There are several ways to prepare polenta: firm or soft, cooked and served immediately, cut into slices and then fried, broiled, or poached. It can also be baked in the oven as a gratin with other ingredients added to it (cheese, butter, tomato sauce, meat, etc.) The different-sized particles of the grain in the polenta flour naturally produce varying results. A fine-grained flour will result in a creamier polenta, but it is more difficult to make without lumps. With a thicker flour, it is easier to avoid lumps, but the polenta will be more rustic.

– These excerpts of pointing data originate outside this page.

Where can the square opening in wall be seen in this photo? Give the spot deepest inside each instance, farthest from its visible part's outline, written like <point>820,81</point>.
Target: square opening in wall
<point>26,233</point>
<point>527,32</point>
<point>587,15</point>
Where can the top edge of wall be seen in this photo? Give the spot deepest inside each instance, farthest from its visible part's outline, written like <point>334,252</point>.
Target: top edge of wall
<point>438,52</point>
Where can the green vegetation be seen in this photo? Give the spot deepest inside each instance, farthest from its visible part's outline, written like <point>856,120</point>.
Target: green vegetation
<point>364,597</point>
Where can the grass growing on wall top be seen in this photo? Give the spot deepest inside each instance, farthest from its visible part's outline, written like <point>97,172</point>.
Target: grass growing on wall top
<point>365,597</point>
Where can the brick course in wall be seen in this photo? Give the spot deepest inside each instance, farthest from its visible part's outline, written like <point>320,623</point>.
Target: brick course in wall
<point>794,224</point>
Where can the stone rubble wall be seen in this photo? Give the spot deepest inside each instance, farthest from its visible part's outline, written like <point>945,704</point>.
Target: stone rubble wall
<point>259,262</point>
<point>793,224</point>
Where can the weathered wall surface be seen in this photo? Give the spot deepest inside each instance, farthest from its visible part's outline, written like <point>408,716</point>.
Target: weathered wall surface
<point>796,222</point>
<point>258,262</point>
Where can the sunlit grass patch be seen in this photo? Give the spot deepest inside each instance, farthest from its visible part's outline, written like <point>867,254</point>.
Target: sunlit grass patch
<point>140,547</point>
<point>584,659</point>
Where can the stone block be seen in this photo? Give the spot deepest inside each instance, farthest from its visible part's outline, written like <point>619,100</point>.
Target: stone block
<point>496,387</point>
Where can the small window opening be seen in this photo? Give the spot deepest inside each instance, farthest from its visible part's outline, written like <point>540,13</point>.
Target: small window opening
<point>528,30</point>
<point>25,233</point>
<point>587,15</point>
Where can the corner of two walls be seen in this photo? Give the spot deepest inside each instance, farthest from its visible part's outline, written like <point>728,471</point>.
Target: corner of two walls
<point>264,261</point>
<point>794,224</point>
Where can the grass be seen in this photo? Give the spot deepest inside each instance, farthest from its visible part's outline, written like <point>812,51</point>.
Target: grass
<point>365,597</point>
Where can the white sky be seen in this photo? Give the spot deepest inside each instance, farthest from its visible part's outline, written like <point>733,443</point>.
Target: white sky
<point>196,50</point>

Polenta prepared with corn flour requires a long cooking time and needs to be stirred continually. These days, it is easy to find pre-cooked polenta flour commercially, which saves a great deal of time (it takes 5 minutes rather than 45 to 60 minutes). The results obtained from such products are perfectly acceptable.


Traditionally, polenta is cooked in a wide pan made from beaten copper known as a “paiolo” but you can now find paioli made from cast iron, aluminum with a nonstick lining, or from soapstone. There are even paioli available that have an integral electric whisk. Once cooked, the polenta can be poured onto a wooden board, allowed to cool, and then cut up with a cotton thread or knife. The classic polenta board is round.

Advice on making polenta

  • The quantities of polenta given are for 4 cups (1 liter) of water; however, depending on the type of flour, polenta may require more or less water.
  • Add a tablespoon of olive oil to the water just after adding the flour. This will save you having to stir constantly.
  • For a very fine polenta, you can avoid lumps by pouring the flour into the water before boiling point is reached.
  • For preference, use a coarse-grained flour (bramaia) for a firm polenta and a finer grained fIour (fioretto) for a soft polenta.
  • Always stir polenta in the same direction (as for mayonnaise, for example).
  • The cooking time for polenta is very important: the longer it is cooked, the more flavorsome and digestible it will become.
  • During the cooking process, air bubbles form inside the mass of polenta, these bubbles cause continuous eruptions, so be very careful that you do not get splashed and scalded.
  • Keep 1 cup (250 ml) of boiling water to hand in case the polenta becomes too thick.
  • You can cook the polenta in a pressure cooker. Once the flour and water are mixed, close the lid and cook for 20 minutes. Turn off the heat and reduce the pressure, then open the lid and stir vigorously before serving or pouring onto a polenta board.
  • To avoid stirring continuously during the cooking process, you can cook the polenta in a bain-marie, but the cooking time will be longer.

Traditional Polenta Cooking Recipe – Polenta tradizionale Recipe

Serves 4-6

  • Preparation time: 10 minutes
  • Cooking time: 45-60 minutes


  • 4 cups (1 liter) water
  • 1 tablespoon (15 g) salt
  • 2 ½ cups (10 oz./300 g) white or yellow polenta flour for firm polenta
  • 1 ½ cups (7 oz./200 g) white or yellow polenta flour for soft polenta

Polenta - Traditional Polenta Cooking Recipe 1


Polenta - Traditional Polenta Cooking Recipe 2

Polenta - Traditional Polenta Cooking Recipe 3

Cooking Method

  • Boil the water in a saucepan. Add the salt, then pour in the flour, mixing continuously with a whisk to prevent lumps forming (1).
  • Let simmer for 45 to 60 minutes, stirring continuously (after the initial phase the whisk can be replaced by a wooden spoon) (2).
  • The polenta is cooked once it comes away from the sides of the saucepan and forms a cohesive mass. Spread it onto the polenta board and leave to firm up (3). (White polenta flour has been used in these photographs.)